These were the movements in some of the most widely-followed 10-year sovereign bond yields:
US: 2.32% (-5bp)
UK: 1.05% (-2bp)
Germany: 0.20% (-0bp)
France: 0.96% (+3bp)
Spain: 1.64% (+3bp)
Italy: 2.28% (+4bp)
Portugal: 3.85% (+3bp)
Greece: 6.72% (-6bp)
Japan: 0.04% (-2bp)
Longer-term Gilts tagged along for the ride with debt from the other G4 economies, as heightened tensions around the Korean peninsula saw traders seek out the relative safety of government bonds, pushing yields lower.
In the process, traders in London shrugged off a lower-than-expected reading on the core UK CPI for March, which analysts at Barclays attributed to a dip in volatile airfare prices ahead of Easter.
Core CPI declined by 0.2% on the month to 1.8%, undershooting forecasts for a rise of 1.9%.
“We remain of the view that underlying inflation has momentum even if core inflation surprised to the downside today given that the main driver was the airfare component ahead of Easter which is likely to rebound in April. Elsewhere, in fact, services inflation was largely unchanged versus February while non-energy industrial goods prices have momentum supported by lagged currency depreciation,” Barclays said.
Across the channel it was a different story as the looming French elections pushed yields spreads between benchmark periphery issues at the 10-year tenor wider against those on bunds, albeit admittedly on the back of lower than usual trading volumes.
Against that backdrop, some market commentary focused on Italian bonds and not French, pointing out how the risk-premium versus Germany was now at its highest since 2014.
Similarly-dated US Treasuries on the other hand fell back towards the previous week’s lows, amid some mixed second-tier economic data Stateside, although economists drew comfort from the details of those reports.
A case in point was the latest US JOLTS survey, which showed the rate of job openings tick higher to 3.8% for February.
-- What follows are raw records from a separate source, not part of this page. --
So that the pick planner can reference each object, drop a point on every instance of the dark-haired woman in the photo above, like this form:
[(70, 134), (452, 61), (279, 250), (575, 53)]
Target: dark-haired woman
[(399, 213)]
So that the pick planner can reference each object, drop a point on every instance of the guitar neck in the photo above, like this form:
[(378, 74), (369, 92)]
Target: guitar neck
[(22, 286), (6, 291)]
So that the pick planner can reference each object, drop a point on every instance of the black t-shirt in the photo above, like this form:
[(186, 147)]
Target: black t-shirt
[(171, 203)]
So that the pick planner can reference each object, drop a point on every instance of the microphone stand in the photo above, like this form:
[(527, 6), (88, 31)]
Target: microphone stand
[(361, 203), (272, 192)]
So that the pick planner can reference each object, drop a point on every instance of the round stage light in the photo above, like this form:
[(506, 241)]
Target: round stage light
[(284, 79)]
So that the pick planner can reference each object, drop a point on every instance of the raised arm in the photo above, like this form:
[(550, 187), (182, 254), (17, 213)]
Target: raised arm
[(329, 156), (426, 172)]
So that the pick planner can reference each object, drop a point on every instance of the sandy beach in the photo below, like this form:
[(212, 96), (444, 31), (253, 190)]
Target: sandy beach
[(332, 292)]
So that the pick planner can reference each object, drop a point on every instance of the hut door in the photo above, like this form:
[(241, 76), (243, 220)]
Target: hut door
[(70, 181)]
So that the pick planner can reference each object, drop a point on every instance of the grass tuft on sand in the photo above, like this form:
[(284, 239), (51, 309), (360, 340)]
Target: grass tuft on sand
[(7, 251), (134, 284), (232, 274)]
That, Capital Economics said, was proof that labour market slack in the States was continuing to diminish despite the slowdown in payroll employment.
On Monday, the Fed’s labour market conditions index for the month of March also rose, even if only slightly, but nevertheless notched up a tenth consecutive monthly advance, Deutsche Bankpointed out.
Perhaps, despite which on Tuesday some of the more bearish fixed income strategists weighed in with rather bullish forecasts for Treasury prices.
“We believe the equilibrium level for US yields is lower than current levels and remain bullish on the 10-year US Treasury segment, favouring a curve flattening bias,” HSBC told clients.
HSBC was preceded over the weekend by Dominic Konstam at Deutsche Bank who estimated that the ‘fair value’ for 10-year US Treasury note yields lay somewhere closer to 2.25% in the near-term.
However, by year-end Konstam saw the 10-year yield at 2.75% on the back of at least “some progress” in the US on cutting taxes.